Sometimes the financial advisor does not know the difference between TWR and IRR; in my experience this is very rare. An advisor may not know all the subtleties of the TWR but they understand the difference between Time Weighted and Dollar Weighted returns.
More often, it’s a much more practical limitation. It is difficult in terms of computing power to continually revalue a portfolio or its individual positions. It requires very clean data which is difficult to come by.
This means that the advisor or more likely the assistant must go through and mark or ensure that every cash flow was marked correctly as impacting the return. If the advisor has to have an assistant go through all the data then that’s a business expense, these expenses are covered by fees from clients – that’s you. So in order to cover expenses advisors would have to raise fees.
There are some ways to help mitigate this, using approximation methods such as Modified Dietz or the Modified BAI approximation methods (more on approximation methods another time). But they just help mitigate the problem, they do not solve it. Remember the term “effectively eliminating”? This is where that term comes from. These alternate methods are ways to sort of skip some of the data so the smaller cash flows may not be taken into account.
Also, there are times when financial advisors do control cash flow’s and you may want to know the impact of that decision on your performance. There are several strategies like Dollar Cost Averaging that have this impact on your portfolio and its performance.
Now, bear with me while I step up on my investment management software political soapbox for a minute. I think that the IRR for use as a means of measuring investment performance for individual investors should stop. I personally feel that the need to directly compare two or more managers or financial planners is much more critical. AIMR by the way agrees (okay, I guess I agree with AIMR)
Strategies like Dollar Cost Averaging (DCA) are risk mitigation strategies so the return is not the main goal, its risk mitigation. If you want to assess the risk of a portfolio you don’t look at the return directly, you look at the return as it relates to risk.
Call your attention to who’s performance is being measured, by using an IRR on a position that you are using a DCA strategy on, you are rewarding or penalizing the fund manager. This manager does not have control of the money, its your financial advisor that has control. Using an IRR pushes the impact to the wrong return number.
You want to push that impact up to the return number that aggregates all fund selection and strategies to your financial planner. The impact these decisions have on the performance within a portfolio will show
because money is sitting in cash earning a different (it
could be lower or higher) return than the money invested in an
individual funds.
You have to use the right measure to determine if your planner is earning their fee, it could be performance, relative performance (compared to an index or goal) or risk. It is your responsibility to use the right measures and the planners responsibility to provide the right data.
Lastly, I kind of glossed over data quality and its impact on selection of a performance measurement method.
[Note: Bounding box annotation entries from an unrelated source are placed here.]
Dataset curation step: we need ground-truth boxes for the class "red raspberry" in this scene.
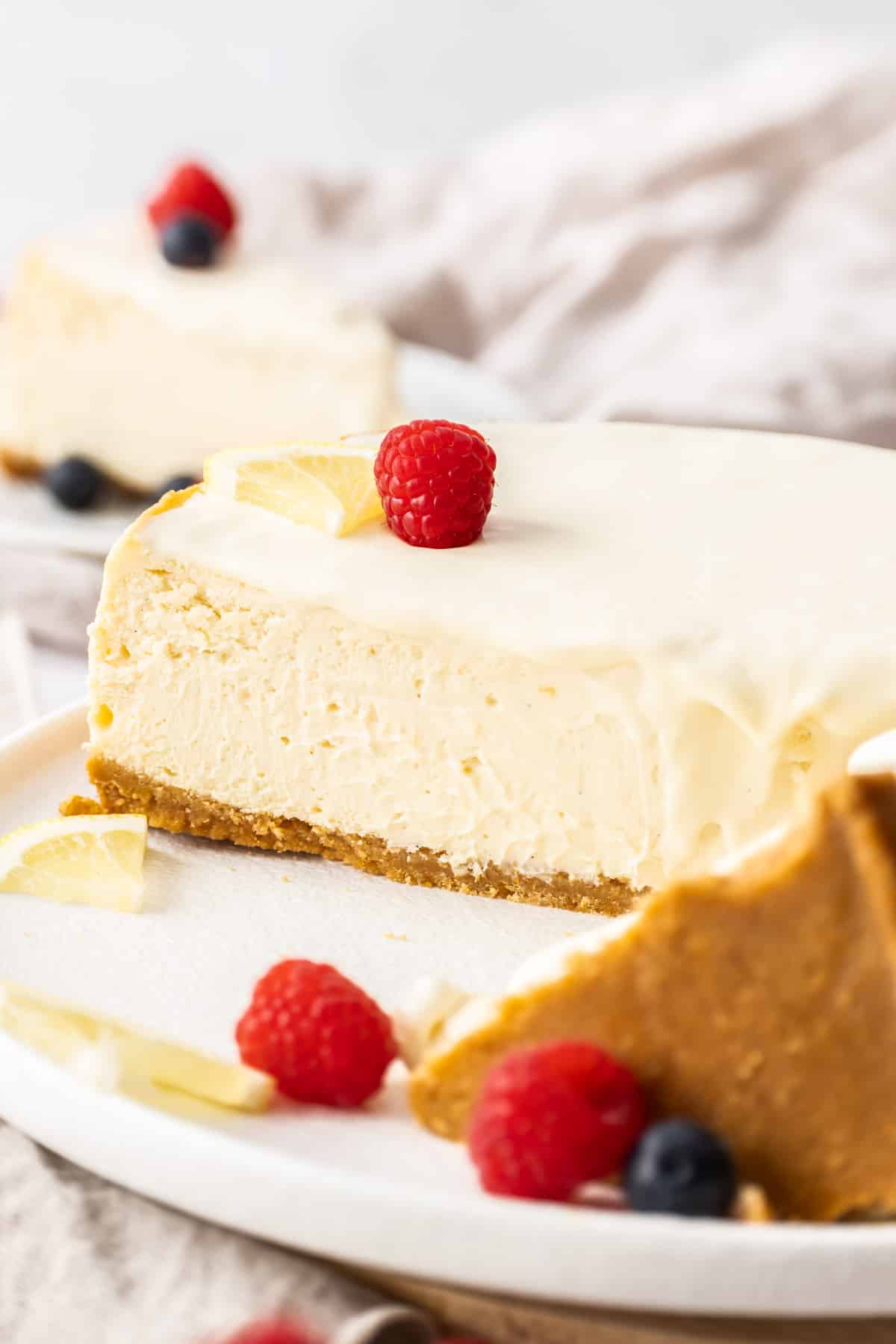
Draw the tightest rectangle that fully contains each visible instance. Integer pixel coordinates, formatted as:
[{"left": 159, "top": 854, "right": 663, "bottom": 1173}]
[
  {"left": 373, "top": 420, "right": 496, "bottom": 550},
  {"left": 146, "top": 163, "right": 237, "bottom": 238},
  {"left": 467, "top": 1040, "right": 647, "bottom": 1200},
  {"left": 222, "top": 1317, "right": 318, "bottom": 1344},
  {"left": 237, "top": 961, "right": 396, "bottom": 1106}
]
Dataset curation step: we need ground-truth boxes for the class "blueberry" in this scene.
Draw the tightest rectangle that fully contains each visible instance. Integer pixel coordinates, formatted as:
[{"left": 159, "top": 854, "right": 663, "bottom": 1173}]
[
  {"left": 44, "top": 455, "right": 106, "bottom": 511},
  {"left": 155, "top": 476, "right": 196, "bottom": 500},
  {"left": 625, "top": 1119, "right": 738, "bottom": 1218},
  {"left": 161, "top": 211, "right": 220, "bottom": 269}
]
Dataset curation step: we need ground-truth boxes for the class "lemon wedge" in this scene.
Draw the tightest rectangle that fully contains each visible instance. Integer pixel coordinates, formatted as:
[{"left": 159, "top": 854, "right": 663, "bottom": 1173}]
[
  {"left": 0, "top": 984, "right": 274, "bottom": 1112},
  {"left": 0, "top": 813, "right": 146, "bottom": 911},
  {"left": 204, "top": 440, "right": 383, "bottom": 536}
]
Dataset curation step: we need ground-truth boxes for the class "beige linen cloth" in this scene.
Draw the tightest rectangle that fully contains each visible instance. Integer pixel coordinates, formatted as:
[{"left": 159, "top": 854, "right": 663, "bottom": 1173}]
[
  {"left": 8, "top": 40, "right": 896, "bottom": 647},
  {"left": 0, "top": 28, "right": 896, "bottom": 1344}
]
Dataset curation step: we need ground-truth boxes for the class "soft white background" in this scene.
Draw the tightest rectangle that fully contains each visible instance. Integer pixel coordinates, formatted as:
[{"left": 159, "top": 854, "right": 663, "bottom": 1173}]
[
  {"left": 0, "top": 0, "right": 896, "bottom": 273},
  {"left": 0, "top": 0, "right": 896, "bottom": 709}
]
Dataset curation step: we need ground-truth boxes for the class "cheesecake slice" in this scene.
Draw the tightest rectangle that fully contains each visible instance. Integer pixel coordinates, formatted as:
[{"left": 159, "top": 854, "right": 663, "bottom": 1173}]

I think it is the responsibility of the data providing institution (the custodian) to provide clean usable consistent data and the responsibility of software vendors to create methods to calculate performance in an accurate and timely manner.
The biggest mess in this industry is the data; the custodians all provide different data in different proprietary formats and that makes it nearly impossible for the software vendors to accomplish their job. Most custodians do not provide sufficent data to advisors to calculate performance accuately. They provide sufficient data to do the accounting most of the time, but the data for performance and tax calculations is woefully inadequate.
Okay, I’ll step of my soap box and stop ranting. This ended up being much longer than I anticipated. I do hope this was helpful and that you understand TWR more than you did when you arrived here.